Growing Global Partnerships: GSA Joins Maastricht UMC+ Patient Day in the Netherlands

The Gorlin Syndrome Alliance (GSA) was honored to participate in the Maastricht University Medical Center+ (MUMC+) BCNS Patient Evening on June 22, joining patients, clinicians, and researchers from across the Netherlands for an evening dedicated to advancing care and research for people living with Gorlin syndrome.

MUMC+ is recognized as a national center of expertise for individuals with Gorlin syndrome in the Netherlands, bringing together specialists who provide multidisciplinary care while leading research to improve patient outcomes. We are grateful to Drs. Alexandra Patsea and the entire MUMC+ dermatology team for inviting GSA to contribute to this important event.

The program highlighted the latest developments in Gorlin syndrome research and clinical care. Presentations included:

• Welcome and the role of MUMC+ in the care of patients with Gorlin syndrome.
• What's new in dermatology for BCNS, presented by Prof. Dr. Mosterd, highlighting advances in the management of basal cell carcinomas.
• Results from previous research and ongoing/new studies, presented by Drs. Moermans and Patsea.
• The Gorlin Syndrome Alliance: Expanding Global Patient Partnership, presented by Meredith Weiss, highlighting GSA's efforts to expand the international Gorlin Syndrome Natural History Study and engage patients worldwide in advancing research and therapeutic development.
• Symptoms of BCNS beyond the skin, presented by Dr. Verkouteren.
• Quality of life and mental health in BCNS, presented by Drs.

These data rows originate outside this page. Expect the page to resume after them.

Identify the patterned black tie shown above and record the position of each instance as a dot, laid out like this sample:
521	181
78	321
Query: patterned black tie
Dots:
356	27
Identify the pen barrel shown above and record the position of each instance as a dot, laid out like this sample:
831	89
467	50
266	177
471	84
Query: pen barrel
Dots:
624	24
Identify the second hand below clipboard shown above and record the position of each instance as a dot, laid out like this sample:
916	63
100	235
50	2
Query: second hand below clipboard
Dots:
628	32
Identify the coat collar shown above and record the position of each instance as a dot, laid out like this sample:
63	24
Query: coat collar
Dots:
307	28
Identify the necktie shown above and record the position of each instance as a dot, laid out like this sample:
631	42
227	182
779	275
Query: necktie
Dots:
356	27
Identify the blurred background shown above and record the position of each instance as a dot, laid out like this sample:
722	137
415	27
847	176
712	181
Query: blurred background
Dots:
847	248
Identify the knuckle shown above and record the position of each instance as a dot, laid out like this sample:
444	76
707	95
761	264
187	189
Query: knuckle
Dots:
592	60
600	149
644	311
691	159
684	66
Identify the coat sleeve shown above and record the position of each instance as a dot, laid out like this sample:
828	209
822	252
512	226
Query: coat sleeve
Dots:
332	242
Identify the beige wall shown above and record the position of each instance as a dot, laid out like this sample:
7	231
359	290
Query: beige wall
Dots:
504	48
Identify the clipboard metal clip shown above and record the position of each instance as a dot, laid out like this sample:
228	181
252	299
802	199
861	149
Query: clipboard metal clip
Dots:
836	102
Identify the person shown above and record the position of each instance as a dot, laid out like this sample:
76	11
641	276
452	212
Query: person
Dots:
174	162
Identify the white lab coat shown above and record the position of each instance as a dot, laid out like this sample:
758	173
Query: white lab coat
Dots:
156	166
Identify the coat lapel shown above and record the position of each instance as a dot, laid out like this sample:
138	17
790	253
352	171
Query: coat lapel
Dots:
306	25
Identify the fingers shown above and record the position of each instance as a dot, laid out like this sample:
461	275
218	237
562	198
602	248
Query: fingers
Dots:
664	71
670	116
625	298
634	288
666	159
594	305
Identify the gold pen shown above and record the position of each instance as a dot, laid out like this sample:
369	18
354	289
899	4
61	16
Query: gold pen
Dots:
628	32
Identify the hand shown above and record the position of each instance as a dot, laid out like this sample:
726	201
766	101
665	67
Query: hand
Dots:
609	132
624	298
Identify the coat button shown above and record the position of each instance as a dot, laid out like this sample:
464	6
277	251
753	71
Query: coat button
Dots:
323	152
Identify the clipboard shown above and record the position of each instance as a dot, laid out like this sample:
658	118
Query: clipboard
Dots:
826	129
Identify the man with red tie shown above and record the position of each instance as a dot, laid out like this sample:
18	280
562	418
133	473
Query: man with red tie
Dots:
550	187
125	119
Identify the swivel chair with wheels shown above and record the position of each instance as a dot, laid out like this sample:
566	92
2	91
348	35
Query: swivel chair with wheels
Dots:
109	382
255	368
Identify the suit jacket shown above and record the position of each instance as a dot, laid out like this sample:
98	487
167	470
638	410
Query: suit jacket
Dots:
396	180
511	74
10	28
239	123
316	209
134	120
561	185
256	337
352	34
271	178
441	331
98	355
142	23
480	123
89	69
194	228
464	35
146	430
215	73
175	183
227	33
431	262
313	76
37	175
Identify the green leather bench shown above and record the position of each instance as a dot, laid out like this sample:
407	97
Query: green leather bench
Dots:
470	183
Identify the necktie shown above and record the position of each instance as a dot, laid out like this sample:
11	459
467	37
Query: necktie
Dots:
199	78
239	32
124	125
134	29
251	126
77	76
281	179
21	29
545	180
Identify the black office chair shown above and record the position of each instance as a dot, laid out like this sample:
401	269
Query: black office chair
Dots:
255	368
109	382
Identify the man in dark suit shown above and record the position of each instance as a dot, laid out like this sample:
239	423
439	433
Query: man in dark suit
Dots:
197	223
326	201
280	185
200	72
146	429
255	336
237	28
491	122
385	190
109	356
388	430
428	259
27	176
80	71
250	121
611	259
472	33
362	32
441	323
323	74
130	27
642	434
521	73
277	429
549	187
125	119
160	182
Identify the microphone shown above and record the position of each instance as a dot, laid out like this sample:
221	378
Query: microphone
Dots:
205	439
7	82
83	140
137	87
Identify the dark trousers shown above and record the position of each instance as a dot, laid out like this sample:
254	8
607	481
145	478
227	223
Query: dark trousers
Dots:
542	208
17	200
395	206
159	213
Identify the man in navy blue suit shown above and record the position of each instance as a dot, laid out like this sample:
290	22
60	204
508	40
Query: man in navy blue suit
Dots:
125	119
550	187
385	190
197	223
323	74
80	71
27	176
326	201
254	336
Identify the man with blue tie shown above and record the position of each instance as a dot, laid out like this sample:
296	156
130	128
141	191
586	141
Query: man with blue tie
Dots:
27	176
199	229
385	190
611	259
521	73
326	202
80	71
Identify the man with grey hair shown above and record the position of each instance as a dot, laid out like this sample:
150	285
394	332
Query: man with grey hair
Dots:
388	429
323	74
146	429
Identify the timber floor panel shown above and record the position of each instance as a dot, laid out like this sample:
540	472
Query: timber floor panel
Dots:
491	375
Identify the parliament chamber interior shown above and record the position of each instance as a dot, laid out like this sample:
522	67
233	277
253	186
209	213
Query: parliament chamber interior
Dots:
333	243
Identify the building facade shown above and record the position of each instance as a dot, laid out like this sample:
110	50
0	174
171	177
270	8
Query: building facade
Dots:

Moermans and Patsea.
• An interactive question-and-answer session with patients and presenters.

During GSA's presentation, we shared how the Gorlin Syndrome Natural History Study is expanding internationally to better capture the lived experiences of people with Gorlin syndrome around the world. We also announced that the study is being translated into Dutch, making participation more accessible for patients in the Netherlands. The study is fully GDPR compliant, allowing participants to decide what information they choose to share while contributing valuable data to advance research.

Every patient who participates helps move Gorlin syndrome research forward. By sharing their experiences, participants contribute to discoveries that can improve disease understanding, accelerate therapeutic development, and ultimately lead to better care and more treatment options for the entire Gorlin syndrome community.

Events like this demonstrate the growing importance of international collaboration. Progress in rare disease research depends on strong partnerships among patients, clinicians, researchers, advocacy organizations, and industry. By working together across borders, we can accelerate scientific discovery, improve therapeutic options, and ensure that research reflects the experiences of the global Gorlin syndrome community.

We are deeply grateful to the MUMC+ team for welcoming GSA and providing the opportunity to connect with Dutch patients and families. Their invitation reflects the growing recognition that patient organizations play a vital role in shaping research and advancing science. We look forward to continuing this collaboration and welcoming even more members of the Dutch Gorlin community into our global network as we work together toward better treatments and, ultimately, a cure.